Michigan was two-points away from covering the KenPom spread (79-61) in an otherwise routine performance. The Wolverines will have another tune up on Saturday evening against a Youngstown State team that’s rated similarly to Northern Kentucky before wrapping up the non-conference season against Bryant.
- Derrick Walton: Derrick Walton looked healthy and productive. He had 16 points on 5-of-10 (2-5 3pt) shooting with three rebounds in the win. He didn’t record an assist as he played more off the ball and let LeVert do more distributing, but his shooting and driving ability were both critical to Michigan’s offense. 3-of-5 shooting inside the arc and 5 free throw attempts were both welcome signs after the ankle injury. Walton is shooting over 60% from three this year and while those numbers will regress, his ability to hit the corner three creates a lot of space for others to work.
- Caris LeVert: LeVert set the tone from the opening tip with a transition layup and a pair of assists. From there he took on a facilitator role and eventually racked up a triple double. He got the big men involved in the pick-and-roll game and assisted three of Robinson’s six triples on the night. A triple-double is by definition a complete game and while LeVert could have played better defense that can probably be said about anyone on the roster.
- Duncan Robinson: Robinson made 6-of-7 threes in the first half and changed the game with his shooting ability. Michigan’s defense was bad for much of the first half, but it is almost impossible to keep up when Robinson is shooting the ball like that (he also threw a few nice passes). He’s leading the country in effective field goal percentage (86%) and is now shooting 62% from three-point range — meaning an average three-point attempt is worth 1.86 points per shot. He only had one shot attempt in the second half and struggled to get touches, which opened everything up for Walton and LeVert to attack in the second half. Coincidentally, all of Robinson’s makes tonight were in almost the same spot.
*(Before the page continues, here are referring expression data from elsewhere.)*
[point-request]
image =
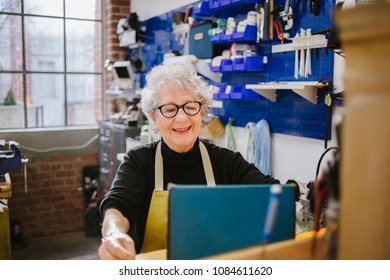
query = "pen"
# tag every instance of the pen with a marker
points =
(272, 211)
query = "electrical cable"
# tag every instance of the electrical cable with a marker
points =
(321, 157)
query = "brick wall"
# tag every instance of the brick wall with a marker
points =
(53, 202)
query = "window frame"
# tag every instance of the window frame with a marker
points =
(101, 110)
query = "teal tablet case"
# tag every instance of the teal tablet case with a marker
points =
(205, 221)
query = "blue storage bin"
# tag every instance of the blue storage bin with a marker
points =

- Zak Irvin: This was only the second game of Zak Irvin’s career where he didn’t attempt a three-point shot. On the other hand, he was 5-of-8 on twos (an equal mix of nice drives to the hoop and 17-foot pull-up jumpers). He’s improved almost every element of his game other than shooting and if he can regain his perimeter stroke this offense has the potential to be special.
- Ricky Doyle: Doyle had 9 points and five boards in the win, but he left easily half a dozen points on the board by failing to finish drop offs around the rim. He struggled at times against Jalen Billups’ quickness, but he also had a few good stops defensively.
- Mark Donnal: Donnal came in during the first half and recorded a personal 7-0 run. There wasn’t much to most of his offense other than catching drop-off passes, but it was nice to see him put together a solid performance. He finished with 11 points on 5-of-6 shooting, two boards and an assist in 14 minutes.
- Moritz Wagner: Wagner came in the first half and played three minutes before he was replaced by Donnal. Donnal proceeded to play one of his best games and Wagner didn’t see the floor again. It was the fifth game in a row that Wagner has struggled or played sparingly after his tremendous performances in the Bahamas. Wagner will get his chances, but it’s clear that Beilein is comfortable sticking with the hot-hand at the five position and Donnal earned the additional time with his first half play.
- Aubrey Dawkins: Duncan Robinson is the starting wing and Aubrey Dawkins played the four minutes to prove it. This isn’t a 50-50 split anymore and if Robinson keeps shooting like this it is going to stay that way.
- Kameron Chatman: Chatman didn’t earn the chance to build off of his nice spurt last time out as he didn’t check in until the final minutes of the 77-62 win and missed his only three-point attempt.